Trying eventual consistency to improve load times
The idea behind eventual consistency is to delay database writes. Does everything need to happen in-request or can you do some of the work async?
My Lambda makes 2 writes to DynamoDB in a GraphQL Mutation:
- Update a vote counter
- Save the vote
// Updates thumbsup/down count in a widget
const widgetUpdateResult = await updateItem({
Key: { userId, widgetId },
UpdateExpression:
"SET thumbsup = thumbsup + :thumbsup, thumbsdown = thumbsdown + :thumbsdown",
ExpressionAttributeValues: {
":thumbsup": thumbsup ? 1 : 0,
":thumbsdown": thumbsdown ? 1 : 0,
},
ReturnValues: "ALL_NEW",
})
const widget = widgetUpdateResult.Attributes || {}
// Saves a new vote in the feedbacks table
const feedback = await saveFeedback(
{},
{
widgetId,
voteId,
instanceOfJoy,
createdAt,
voteType,
voter,
answers: {},
}
)
This is a stupid design.
You could count the votes for each widget when you need the number.

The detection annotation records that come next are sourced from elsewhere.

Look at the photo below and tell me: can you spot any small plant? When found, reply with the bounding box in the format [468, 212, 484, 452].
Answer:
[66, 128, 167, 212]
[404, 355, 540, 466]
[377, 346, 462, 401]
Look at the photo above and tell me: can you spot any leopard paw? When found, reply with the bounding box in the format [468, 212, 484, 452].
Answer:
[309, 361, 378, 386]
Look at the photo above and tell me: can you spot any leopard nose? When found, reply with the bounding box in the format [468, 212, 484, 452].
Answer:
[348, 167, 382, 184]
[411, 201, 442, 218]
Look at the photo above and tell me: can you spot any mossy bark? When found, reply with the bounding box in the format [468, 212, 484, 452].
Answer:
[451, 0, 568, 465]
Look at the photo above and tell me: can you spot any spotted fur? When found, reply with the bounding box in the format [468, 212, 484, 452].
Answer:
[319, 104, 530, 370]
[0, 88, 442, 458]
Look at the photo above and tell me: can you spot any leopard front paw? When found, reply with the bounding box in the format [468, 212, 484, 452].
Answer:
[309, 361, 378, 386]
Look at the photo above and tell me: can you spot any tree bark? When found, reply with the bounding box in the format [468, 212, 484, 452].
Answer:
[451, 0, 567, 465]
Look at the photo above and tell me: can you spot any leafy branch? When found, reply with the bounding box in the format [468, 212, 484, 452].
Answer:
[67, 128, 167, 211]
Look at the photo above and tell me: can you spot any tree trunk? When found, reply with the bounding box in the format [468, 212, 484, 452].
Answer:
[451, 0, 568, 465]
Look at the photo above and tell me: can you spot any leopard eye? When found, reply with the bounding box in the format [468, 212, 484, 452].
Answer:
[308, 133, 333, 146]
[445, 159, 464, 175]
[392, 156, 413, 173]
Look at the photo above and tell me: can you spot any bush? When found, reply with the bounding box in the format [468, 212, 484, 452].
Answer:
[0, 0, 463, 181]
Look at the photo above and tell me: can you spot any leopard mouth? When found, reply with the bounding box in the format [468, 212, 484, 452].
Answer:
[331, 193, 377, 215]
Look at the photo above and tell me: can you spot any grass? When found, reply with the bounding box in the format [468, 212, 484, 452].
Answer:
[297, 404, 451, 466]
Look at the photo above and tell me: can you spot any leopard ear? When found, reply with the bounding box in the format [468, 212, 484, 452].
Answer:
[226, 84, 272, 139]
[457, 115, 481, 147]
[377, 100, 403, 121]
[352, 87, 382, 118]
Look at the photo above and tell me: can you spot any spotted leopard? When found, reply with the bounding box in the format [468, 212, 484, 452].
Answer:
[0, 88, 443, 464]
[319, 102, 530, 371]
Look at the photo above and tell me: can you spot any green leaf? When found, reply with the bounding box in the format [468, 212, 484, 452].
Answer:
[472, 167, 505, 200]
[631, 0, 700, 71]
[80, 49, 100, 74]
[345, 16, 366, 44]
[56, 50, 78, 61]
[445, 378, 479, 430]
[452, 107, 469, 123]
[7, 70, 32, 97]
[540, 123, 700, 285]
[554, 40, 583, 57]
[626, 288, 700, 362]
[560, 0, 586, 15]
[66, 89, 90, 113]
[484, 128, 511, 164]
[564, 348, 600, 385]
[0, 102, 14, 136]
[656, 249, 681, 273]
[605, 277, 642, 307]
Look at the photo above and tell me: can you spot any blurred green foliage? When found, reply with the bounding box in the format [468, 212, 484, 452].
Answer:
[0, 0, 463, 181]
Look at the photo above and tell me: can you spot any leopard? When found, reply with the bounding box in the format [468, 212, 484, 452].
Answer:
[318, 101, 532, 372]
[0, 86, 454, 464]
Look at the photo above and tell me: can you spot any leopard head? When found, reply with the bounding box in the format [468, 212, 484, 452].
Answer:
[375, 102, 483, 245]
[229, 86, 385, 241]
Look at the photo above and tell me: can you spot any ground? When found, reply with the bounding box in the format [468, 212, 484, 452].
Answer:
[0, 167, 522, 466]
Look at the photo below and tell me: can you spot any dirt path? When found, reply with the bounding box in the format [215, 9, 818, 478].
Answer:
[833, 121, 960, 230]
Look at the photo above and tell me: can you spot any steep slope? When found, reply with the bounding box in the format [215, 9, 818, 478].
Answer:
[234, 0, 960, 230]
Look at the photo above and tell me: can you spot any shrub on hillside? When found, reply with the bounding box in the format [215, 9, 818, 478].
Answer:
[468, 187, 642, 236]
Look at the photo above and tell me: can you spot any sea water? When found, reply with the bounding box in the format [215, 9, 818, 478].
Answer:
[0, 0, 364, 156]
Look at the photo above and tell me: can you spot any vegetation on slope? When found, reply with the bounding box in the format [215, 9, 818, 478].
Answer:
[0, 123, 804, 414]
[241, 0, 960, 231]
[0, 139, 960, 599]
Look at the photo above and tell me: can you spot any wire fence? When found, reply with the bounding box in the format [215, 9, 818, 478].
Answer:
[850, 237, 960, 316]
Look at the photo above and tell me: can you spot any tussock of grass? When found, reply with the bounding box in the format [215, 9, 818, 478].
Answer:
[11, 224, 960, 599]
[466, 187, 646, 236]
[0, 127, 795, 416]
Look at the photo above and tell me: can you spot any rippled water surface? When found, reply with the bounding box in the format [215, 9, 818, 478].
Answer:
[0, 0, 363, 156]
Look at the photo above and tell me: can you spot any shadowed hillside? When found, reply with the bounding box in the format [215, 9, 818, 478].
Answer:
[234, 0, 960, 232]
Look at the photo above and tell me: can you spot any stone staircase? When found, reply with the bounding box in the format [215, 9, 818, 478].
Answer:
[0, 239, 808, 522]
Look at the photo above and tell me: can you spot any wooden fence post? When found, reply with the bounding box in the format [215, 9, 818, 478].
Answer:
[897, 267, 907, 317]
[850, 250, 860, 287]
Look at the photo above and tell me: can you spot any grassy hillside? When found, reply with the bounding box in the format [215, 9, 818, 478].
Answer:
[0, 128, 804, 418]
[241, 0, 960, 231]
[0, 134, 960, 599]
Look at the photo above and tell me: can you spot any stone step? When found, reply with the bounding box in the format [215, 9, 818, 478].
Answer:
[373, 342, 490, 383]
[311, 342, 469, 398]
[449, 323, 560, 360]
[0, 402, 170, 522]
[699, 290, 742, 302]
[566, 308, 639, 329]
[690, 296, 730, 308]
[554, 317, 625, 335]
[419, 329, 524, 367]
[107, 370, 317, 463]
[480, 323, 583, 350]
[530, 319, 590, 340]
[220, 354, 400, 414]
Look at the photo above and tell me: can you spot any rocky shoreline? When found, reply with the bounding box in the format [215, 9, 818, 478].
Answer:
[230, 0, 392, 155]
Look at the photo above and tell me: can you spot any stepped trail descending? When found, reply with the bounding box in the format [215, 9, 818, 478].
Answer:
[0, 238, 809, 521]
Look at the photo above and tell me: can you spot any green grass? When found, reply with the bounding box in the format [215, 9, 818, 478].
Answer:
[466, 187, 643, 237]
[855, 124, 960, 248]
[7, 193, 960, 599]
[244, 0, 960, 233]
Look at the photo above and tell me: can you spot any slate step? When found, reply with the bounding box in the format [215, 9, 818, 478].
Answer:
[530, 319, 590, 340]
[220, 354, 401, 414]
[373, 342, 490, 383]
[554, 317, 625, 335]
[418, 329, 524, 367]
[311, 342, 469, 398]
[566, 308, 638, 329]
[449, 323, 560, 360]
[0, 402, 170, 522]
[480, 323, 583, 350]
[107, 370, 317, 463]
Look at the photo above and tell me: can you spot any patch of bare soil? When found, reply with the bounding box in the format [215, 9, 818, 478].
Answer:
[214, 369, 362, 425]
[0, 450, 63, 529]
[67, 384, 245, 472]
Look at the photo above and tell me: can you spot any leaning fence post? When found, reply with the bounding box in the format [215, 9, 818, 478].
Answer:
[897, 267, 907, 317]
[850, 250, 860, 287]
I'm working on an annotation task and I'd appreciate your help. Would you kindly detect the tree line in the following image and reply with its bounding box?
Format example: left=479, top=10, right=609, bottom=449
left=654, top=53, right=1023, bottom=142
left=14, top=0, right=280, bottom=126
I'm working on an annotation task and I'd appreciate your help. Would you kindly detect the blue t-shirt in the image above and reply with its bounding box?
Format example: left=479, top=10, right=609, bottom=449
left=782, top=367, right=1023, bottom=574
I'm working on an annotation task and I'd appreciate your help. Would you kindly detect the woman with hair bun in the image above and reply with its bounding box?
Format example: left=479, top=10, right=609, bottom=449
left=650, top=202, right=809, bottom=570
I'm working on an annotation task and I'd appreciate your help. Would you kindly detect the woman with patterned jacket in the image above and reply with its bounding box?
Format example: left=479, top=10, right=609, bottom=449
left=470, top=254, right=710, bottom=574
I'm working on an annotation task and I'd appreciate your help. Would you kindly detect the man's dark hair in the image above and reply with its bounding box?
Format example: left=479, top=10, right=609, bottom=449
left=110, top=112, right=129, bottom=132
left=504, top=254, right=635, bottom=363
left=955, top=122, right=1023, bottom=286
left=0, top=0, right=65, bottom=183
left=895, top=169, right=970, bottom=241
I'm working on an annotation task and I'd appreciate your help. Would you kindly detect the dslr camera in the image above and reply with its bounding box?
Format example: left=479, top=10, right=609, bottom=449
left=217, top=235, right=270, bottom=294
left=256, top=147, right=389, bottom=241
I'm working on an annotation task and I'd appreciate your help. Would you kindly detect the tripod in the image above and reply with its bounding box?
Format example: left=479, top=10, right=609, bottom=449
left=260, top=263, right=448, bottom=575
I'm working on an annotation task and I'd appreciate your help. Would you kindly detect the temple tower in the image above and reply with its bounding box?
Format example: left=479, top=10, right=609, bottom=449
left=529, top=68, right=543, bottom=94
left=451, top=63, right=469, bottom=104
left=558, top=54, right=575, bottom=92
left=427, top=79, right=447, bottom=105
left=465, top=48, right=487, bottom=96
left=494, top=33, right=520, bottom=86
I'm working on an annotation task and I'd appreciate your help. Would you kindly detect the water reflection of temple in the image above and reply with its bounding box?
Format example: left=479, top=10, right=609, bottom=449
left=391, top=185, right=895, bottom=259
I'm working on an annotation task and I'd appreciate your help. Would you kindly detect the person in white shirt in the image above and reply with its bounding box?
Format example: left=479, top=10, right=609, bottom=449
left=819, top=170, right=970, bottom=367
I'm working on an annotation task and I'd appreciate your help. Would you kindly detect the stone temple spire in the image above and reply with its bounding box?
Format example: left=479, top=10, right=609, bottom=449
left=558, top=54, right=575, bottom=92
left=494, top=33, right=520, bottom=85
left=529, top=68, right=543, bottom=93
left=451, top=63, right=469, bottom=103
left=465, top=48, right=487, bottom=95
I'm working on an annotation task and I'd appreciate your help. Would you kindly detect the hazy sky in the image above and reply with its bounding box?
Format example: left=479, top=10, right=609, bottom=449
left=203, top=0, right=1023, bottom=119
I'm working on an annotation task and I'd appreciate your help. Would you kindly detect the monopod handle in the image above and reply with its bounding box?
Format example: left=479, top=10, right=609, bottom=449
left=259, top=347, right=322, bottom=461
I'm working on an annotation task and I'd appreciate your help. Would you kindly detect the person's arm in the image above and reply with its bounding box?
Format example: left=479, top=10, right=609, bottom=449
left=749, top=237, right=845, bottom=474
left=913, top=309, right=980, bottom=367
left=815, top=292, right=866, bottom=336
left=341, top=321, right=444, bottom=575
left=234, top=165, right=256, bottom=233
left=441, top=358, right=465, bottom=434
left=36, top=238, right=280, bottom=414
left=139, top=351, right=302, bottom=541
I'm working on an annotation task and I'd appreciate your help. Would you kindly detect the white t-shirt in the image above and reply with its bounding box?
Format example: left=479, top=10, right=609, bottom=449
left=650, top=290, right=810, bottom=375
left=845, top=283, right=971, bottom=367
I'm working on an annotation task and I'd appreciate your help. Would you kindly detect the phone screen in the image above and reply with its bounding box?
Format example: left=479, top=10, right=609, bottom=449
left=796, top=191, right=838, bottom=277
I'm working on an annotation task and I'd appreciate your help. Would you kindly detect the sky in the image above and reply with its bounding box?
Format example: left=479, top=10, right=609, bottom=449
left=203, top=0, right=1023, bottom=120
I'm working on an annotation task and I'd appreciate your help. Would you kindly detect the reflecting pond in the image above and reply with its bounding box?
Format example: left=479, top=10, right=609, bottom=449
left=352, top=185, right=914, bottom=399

Why am I manually counting this? 🙄
You could save the vote, then use DynamoDB Streams to update the count. User-facing lambda performs a quick save, triggers additional lambdas to update meta data.
Test your hypothesis
Rule number 1 of performance tweaks – measure. Serverless Performance is a strange beast and you have to ask the computer where it hurts. You can't guess.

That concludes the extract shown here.